North Korea has been identified as the origin of a recent series of cyber attacks. In addition to the countless missiles recently launched in North Korea, this new threat has been detected. On Wednesday, U.S. authorities focused on North Korea as the origin of the widespread cyber attack that overwhelmed government Web sites in the United States and South Korea. The identity of the actual attackers, may take a significant time to determine.
Over the July 4th holiday, Treasury Department and Federal Trade Commission web sites were shut down by the software attack. Web sites, such as the Pentagon and the White House, were unaffected by the attack.
These attacks came only days before a similar attack on South Korea websites. While the origin of the attacks has been traced to North Korea, officials warn that it does not necessarily mean that the North Korean government was involved.

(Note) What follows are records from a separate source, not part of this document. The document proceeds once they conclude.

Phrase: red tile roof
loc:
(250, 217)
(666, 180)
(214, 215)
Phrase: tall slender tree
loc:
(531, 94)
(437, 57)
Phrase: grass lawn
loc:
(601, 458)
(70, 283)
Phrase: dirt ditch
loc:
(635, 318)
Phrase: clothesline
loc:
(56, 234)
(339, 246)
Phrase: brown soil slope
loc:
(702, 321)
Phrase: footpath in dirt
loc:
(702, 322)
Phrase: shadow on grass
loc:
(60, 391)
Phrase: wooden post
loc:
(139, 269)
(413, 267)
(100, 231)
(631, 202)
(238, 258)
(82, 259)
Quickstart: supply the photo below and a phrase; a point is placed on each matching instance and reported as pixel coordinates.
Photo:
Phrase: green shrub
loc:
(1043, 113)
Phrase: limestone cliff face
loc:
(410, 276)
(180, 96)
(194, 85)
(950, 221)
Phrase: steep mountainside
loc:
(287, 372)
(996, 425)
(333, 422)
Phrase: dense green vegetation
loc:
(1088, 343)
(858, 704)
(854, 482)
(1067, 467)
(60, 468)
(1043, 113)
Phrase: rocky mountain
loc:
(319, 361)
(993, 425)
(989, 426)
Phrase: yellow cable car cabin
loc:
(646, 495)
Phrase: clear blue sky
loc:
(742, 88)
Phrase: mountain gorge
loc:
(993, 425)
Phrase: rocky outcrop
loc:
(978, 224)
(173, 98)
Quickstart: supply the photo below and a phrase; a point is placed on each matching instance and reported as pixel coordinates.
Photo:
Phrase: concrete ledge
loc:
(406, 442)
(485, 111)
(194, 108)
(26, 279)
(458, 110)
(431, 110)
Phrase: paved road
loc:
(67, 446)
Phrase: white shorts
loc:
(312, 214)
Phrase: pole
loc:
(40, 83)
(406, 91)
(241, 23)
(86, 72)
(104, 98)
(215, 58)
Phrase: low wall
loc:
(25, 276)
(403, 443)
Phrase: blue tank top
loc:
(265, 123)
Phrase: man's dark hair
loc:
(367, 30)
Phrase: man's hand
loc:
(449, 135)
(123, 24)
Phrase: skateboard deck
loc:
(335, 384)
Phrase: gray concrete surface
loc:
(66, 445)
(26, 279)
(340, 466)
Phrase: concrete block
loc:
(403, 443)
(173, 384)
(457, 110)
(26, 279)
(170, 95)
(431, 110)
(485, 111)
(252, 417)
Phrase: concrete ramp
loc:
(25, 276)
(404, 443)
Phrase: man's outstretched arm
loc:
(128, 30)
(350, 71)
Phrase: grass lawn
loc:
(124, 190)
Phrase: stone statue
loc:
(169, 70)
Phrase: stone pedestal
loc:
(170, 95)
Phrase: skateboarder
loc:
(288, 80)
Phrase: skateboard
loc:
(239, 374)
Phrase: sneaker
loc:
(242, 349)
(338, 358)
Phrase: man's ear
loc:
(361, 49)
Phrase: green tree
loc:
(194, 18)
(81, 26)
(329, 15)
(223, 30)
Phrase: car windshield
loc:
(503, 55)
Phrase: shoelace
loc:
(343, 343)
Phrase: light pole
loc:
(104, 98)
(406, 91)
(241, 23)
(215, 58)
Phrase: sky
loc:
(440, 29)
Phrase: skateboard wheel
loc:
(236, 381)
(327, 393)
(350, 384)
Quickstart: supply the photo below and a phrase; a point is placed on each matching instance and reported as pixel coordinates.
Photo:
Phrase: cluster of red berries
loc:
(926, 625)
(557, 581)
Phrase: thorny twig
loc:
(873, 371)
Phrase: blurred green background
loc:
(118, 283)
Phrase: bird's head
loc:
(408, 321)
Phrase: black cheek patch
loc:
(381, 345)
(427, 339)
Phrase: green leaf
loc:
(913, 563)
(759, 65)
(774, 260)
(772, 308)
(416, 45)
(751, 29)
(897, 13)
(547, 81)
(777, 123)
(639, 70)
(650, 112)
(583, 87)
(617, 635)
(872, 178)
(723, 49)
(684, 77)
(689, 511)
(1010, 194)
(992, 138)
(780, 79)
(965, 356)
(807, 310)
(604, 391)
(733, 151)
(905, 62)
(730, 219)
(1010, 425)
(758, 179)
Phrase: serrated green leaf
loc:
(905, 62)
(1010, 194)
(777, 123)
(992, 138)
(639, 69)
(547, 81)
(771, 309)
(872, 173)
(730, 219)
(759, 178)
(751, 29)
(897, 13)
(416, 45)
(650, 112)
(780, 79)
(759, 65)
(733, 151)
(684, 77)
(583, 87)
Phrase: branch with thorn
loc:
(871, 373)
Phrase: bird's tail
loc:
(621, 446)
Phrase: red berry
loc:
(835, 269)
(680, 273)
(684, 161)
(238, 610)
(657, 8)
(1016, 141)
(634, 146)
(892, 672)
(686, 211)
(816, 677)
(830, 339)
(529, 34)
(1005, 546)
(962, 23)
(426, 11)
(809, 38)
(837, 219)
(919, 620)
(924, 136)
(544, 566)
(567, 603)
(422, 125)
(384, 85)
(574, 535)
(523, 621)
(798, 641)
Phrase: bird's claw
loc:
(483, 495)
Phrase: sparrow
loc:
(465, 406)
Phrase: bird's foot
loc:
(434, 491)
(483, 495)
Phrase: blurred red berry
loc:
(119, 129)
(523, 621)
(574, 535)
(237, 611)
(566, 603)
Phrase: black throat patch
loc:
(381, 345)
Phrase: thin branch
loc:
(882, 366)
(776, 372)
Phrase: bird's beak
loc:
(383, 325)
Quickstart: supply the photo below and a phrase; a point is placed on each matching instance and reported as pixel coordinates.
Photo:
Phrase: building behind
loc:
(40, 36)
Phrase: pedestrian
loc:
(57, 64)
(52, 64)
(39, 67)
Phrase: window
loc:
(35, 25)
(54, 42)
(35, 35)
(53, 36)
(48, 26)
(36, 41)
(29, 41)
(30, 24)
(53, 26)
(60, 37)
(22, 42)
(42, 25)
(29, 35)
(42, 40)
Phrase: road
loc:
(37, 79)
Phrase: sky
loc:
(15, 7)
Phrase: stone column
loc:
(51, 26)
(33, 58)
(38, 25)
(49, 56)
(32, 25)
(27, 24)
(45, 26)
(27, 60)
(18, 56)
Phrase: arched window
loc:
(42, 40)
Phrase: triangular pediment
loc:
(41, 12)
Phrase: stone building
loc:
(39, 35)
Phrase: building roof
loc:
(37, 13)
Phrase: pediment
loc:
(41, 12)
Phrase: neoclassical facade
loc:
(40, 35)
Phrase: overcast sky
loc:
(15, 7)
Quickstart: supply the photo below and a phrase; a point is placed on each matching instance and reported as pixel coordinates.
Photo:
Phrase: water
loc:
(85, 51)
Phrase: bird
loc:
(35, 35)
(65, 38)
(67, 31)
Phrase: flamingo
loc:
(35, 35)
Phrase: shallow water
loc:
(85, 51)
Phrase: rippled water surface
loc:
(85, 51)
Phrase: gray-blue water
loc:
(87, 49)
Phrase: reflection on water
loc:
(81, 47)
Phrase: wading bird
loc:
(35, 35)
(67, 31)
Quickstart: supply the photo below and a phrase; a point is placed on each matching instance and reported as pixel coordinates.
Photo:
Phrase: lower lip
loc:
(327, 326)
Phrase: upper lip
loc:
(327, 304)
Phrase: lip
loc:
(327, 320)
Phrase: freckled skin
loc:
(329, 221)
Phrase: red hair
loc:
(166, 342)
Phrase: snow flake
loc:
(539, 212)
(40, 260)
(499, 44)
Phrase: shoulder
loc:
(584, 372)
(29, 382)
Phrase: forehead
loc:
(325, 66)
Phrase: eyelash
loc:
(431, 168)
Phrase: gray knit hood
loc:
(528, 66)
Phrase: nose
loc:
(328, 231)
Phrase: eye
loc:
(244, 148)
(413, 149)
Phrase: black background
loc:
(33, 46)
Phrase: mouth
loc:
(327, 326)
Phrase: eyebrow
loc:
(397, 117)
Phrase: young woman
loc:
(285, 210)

Intelligence officials in South Korean have identified North Korea as a suspect in those attacks and said that the sophistication of the assault suggested it was carried out at a higher level that just rogue or individual hackers. However, U.S. officials publicly declined to discuss who may have instigated the intrusion or how it was done.
In recent years, the National Security Agency, Department of Homeland Security, the State Department, the Nasdaq stock market and The Washington Post, have all been victims of similar attacks.
Cyber assault experts have said that this most recent incident underscores the shortcomings in the U.S. government's efforts to protect its agencies against Web-based attacks.
James Lewis, a senior fellow at the Center for Strategic and International Studies, said that “the fact that both the White House and Defense Department were attacked but didn't go down points to the need for coordinated government network defenses.” Lewis says that the success of the two departments, “says that they were ready and the other guys weren't ready."
The cyber assaults that took down several government websites are known as "denial of service" attacks. These attacks against Web sites are caused when sites are overloaded with Internet traffic to the point that they are effectively taken off-line.
The day after the US sites were attacked, similar South Korean Web sites were added. Joe Stewart, director of malware research for the counterthreat unit of SecureWorks Inc. said, "It seems to me they thought the first round wasn't successful ... they felt they weren't getting enough attention because nobody was talking about their attacks."
The cyber assault on the White House site had "absolutely no effect on the White House's day-to-day operations," said spokesman Nick Shapiro. He said that preventive measures kept whitehouse.gov stable and available to the general public.
Shapiro was quick to state that all federal Web sites were back up and running. A State Department spokesman said the agency's site was up but still experiencing problems. A Web site for the U.S. Secret Service had experienced access problems but did not crash, the agency's spokesman said.
The cyber attack did not appear, at least at the outset, to target internal or classified files or systems, but instead aimed at agencies' public sites, creating a nuisance both for officials and the Web consumers who use them.
Dale Meyerrose, former chief information officer for the U.S. intelligence community, said that at least one of the federal agency Web sites got saturated with as many as 1 million hits per second per attack - amounting to 4 billion Internet hits at once.
The widespread attack was "loud and clumsy," which suggests it was carried out by an unsophisticated organization, said Amit Yoran, chief executive at NetWitness Corp. and the former U.S. government cybersecurity chief. "This is not the elegance we would expect from sophisticated adversaries."
Officials agreed, however, that the incident brings to the forefront a key 21st century threat.
"It tells you that cyber attacks are real. It's a very serious problem and one of the more serious facing us, along with terrorism, and China and Russia are the main threats," said Rep. Dutch Ruppersburger, D-Md., who was briefed on the incident.